Voters in the general election in November approved the ballot measure, known as State Question 792 (SQ 792), marking the first time Oklahoma's liquor laws have been updated in roughly six decades. The changes go into effect in October 2018.
However, The Retail Liquor Association of Oklahoma (RLAO) and Joseph P. Richard, owner of Cache Road Discount Liquor and Wine in Lawton, filed the lawsuit against the Oklahoma Alcoholic Beverage Laws Enforcement (ABLE) Commission on Dec. 19 in Oklahoma County District Court, according to The Oklahoman.
The plaintiffs are seeking a court order to stop the Oklahoma ABLE Commission from implementing the many changes to state alcohol laws that are part of the ballot question.
The liquor store owners argue in the lawsuit that SQ 792 is unconstitutional under the Fourteenth Amendment of the U.S. Constitution, which guarantees equal protection for all under the law, the news outlet reported.
While SQ 792 allows convenience and grocery stores to operate an unlimited number of locations that can sell wine and beer, the measure limits liquor stores to just two locations, said Bryan Kerr, president of the RLAO.
"We don't believe the state can show a compelling interest in regulating grocery and convenience stores differently than it does liquor stores," Kerr said.
The Yes on 792 campaign, which promoted the ballot measure, said in a statement to the news outlet that it believed the measure would withstand any legal challenge. The Yes on 792 campaign is a coalition of businesses but its largest backer is Wal-Mart Stores Inc.

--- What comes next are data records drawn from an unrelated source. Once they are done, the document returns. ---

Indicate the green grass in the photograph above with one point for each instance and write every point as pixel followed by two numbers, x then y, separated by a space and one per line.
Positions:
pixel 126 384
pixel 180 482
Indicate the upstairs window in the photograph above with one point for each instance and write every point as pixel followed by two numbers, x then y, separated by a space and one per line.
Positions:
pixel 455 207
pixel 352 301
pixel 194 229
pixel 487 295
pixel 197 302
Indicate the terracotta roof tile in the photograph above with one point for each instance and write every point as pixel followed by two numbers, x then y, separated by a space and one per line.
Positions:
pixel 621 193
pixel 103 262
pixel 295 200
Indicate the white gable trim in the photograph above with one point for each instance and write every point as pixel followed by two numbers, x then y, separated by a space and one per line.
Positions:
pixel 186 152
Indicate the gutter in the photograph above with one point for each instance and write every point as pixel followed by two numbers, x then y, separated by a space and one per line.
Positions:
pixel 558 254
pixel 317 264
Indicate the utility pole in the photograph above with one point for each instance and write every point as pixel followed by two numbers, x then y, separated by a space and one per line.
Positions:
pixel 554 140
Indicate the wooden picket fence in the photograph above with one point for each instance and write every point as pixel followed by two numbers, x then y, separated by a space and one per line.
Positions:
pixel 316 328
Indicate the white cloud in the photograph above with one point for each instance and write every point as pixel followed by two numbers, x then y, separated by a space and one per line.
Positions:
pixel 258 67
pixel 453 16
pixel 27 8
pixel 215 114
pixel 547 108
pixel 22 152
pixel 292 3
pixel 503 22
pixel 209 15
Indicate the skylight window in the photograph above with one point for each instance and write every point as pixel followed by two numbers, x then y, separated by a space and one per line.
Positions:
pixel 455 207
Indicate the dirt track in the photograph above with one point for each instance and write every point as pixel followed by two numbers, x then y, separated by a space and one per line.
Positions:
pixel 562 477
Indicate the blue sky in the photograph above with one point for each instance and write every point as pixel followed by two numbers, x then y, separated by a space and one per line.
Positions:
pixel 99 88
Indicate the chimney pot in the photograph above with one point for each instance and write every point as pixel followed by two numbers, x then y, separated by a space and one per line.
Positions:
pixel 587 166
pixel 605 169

"Oklahoma consumers made their wishes known at the voting booth with their overwhelming support of modern beer and wine laws. In a last-ditch effort, RLAO has countered with a lawsuit, which we believe is meritless. If a business chooses to sell spirits, they must abide by different rules. SQ 792 is a commonsense law that will stand up to scrutiny," the Yes on 792 campaign said.